Reasons Why Maybe Tech Stocks Are Not Overvalued at All
Tech stocks have delivered incredible returns over the last decade. However, there has been a chorus of analysts and experts warning us that they were overvalued during this run. As ever, things are a little more complex. Is there data to support the view that technology stocks aren’t overvalued?
Upward Trend in Tech
The pandemic accelerated the upwards trend for tech. As remote working became the norm, cloud-based SaaS, cyber security, and eCommerce demands grew sharply. While skeptics suggest the reopening of offices will signal a downturn for tech stocks, they might not be factoring in the government’s $2trillion digital transformation aimed at consumers and enterprise. These programs represent a fantastic opportunity for tech companies.

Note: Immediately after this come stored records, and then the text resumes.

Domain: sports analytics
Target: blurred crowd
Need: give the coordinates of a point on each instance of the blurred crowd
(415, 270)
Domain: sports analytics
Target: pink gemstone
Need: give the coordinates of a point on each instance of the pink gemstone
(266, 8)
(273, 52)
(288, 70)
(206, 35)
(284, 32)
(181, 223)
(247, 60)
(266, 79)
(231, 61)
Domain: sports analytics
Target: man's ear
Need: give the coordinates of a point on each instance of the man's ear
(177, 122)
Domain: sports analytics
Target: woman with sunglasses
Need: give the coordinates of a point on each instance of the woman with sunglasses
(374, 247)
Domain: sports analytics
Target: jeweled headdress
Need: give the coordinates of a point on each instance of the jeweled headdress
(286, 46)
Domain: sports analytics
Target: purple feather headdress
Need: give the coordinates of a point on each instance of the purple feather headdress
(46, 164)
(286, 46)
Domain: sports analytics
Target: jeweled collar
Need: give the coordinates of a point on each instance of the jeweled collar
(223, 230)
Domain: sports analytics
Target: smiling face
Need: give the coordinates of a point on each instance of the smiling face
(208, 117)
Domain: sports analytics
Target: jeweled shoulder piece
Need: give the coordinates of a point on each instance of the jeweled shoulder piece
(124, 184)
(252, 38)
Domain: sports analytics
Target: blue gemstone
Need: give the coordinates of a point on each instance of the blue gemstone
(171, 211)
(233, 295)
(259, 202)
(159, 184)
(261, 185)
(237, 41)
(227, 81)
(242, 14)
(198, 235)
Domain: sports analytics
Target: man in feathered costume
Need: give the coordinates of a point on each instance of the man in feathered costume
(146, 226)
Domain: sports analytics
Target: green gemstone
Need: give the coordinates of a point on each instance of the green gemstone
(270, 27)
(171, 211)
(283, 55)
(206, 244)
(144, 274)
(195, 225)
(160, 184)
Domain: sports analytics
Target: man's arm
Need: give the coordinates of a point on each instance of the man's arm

Indeed, one of the more exciting beneficiaries of this development program could be AT&T AT&T. The telecoms giant has been down 20% over the last three years after attempting to transform itself into a media conglomerate. But a pivot back towards its core telecoms business is happening. By 2023, it’s projected to have an annual free cash flow of $20 billion. AT&T is currently valued at $180 billion, so that’s only x9 of the projected cash flow. If anything, AT&T looks undervalued.
One of the risks with pure technology stocks that isn’t talked about enough is the impact of future innovations. Tech stocks that are sitting pretty now could be disrupted by tech advances that no one sees coming.
BofA Global Research showed that 40% of fund managers said that tech was the most crowded trade over recent months. Indeed, tech stocks — and adjacent tech stocks like Alphabet, Amazon, Facebook, and Netflix — account for almost 40% of the S&P 500’s weight.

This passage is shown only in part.